- Contributed byÌý
- agecon4dor
- People in story:Ìý
- Mrs M H Purrell
- Location of story:Ìý
- Clifton, Bristol
- Background to story:Ìý
- Civilian
- Article ID:Ìý
- A6571776
- Contributed on:Ìý
- 31 October 2005
This story was submitted to the People’s War site by a volunteer from Age Concern, Dorchester on behalf of Mrs M H Purrell, and has been added to the site with her permission. Mrs Purrell fully understands the site’s terms and conditions.
I was born in 1908. I was married at the beginning of the war and we were running a little Preparatory School for boys at Clifton, Bristol. All the pupils disappeared so we were left without any school.
We had a house at Clifton and could look through the window and see Bristol on fire. It was terrible. Then one night at 6 pm a German plane came over to bomb Filton Aerodrome.
My husband was an Air Raid Warden (because he was in a reserve occupation as a teacher). He was in charge of other wardens and he had to visit houses which were on fire after being bombed. He had to go to see a house which was completely on fire and try to put it out. He said that it was a very vivid experience for him.
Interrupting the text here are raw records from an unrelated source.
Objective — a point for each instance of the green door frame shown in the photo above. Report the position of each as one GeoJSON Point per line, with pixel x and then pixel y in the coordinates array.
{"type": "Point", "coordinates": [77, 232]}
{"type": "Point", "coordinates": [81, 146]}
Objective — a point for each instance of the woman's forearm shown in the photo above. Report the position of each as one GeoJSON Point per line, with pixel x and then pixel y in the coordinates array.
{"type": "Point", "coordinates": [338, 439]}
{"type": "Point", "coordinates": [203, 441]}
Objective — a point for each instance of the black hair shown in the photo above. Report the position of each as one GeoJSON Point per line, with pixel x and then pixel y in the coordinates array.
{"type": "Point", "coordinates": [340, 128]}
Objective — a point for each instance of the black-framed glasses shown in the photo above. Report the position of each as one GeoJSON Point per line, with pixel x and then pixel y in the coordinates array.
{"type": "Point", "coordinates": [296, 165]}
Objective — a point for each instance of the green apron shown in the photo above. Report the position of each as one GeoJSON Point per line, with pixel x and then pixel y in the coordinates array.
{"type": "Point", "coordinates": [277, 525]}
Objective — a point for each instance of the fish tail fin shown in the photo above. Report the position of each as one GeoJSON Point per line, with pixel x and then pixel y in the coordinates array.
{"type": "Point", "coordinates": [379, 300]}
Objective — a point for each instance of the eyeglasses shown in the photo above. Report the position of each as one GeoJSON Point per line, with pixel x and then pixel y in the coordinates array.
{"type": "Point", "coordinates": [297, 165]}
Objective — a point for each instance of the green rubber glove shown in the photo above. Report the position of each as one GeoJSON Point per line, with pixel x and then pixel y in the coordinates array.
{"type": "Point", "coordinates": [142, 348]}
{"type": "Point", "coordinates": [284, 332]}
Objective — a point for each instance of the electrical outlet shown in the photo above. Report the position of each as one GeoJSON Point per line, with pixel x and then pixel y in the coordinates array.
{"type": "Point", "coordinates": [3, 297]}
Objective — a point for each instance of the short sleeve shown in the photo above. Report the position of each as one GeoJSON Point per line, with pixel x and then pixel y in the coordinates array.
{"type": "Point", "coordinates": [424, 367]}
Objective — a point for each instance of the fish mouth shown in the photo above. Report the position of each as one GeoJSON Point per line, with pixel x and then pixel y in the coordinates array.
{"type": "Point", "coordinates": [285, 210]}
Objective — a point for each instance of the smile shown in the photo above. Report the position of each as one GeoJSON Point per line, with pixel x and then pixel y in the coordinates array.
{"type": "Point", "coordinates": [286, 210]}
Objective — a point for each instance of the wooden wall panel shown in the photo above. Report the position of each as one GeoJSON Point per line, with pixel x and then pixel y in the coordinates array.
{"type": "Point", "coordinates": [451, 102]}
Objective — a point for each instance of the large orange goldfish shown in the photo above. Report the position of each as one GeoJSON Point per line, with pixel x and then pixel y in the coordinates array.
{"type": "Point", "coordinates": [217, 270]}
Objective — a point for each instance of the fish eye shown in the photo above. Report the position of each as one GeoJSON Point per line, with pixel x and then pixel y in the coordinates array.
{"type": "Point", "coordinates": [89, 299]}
We had a private air raid shelter in the garden, but we never went into it. We had been out and the neighbours said that they thought that there was a bomb in our house — but there wasn’t one. We lived in an atmosphere of fear. You were waiting to see if you were going to be bombed. We sat under the table.
My mother was always frightened and always turning to me. She lived by the seaside at Weston-super-Mare and you could see all the coast alive in flames. It was a time of great fear. I was terrified I can tell you that.
I can remember my Aunt coming from the country and being horrified by the barrage balloons. They were huge and obliterated everything really.
One time, when we were visiting my in-laws in Knowle, Bristol, the sirens went off. We had to return because my husband was a warden. As we drove through Bristol there was no traffic and no sound. It was a wonderful experience, really.
Then my husband got a job teaching Classics in a school which was evacuated to mid-Wales, so we moved to Wales. It was a resident job. We lived in rooms in a Welsh house at Llanartydwells. In that house there were complaints going on all day long. My mother joined us because she was bombed out in Somerset. We were never bombed at Llanartydwells.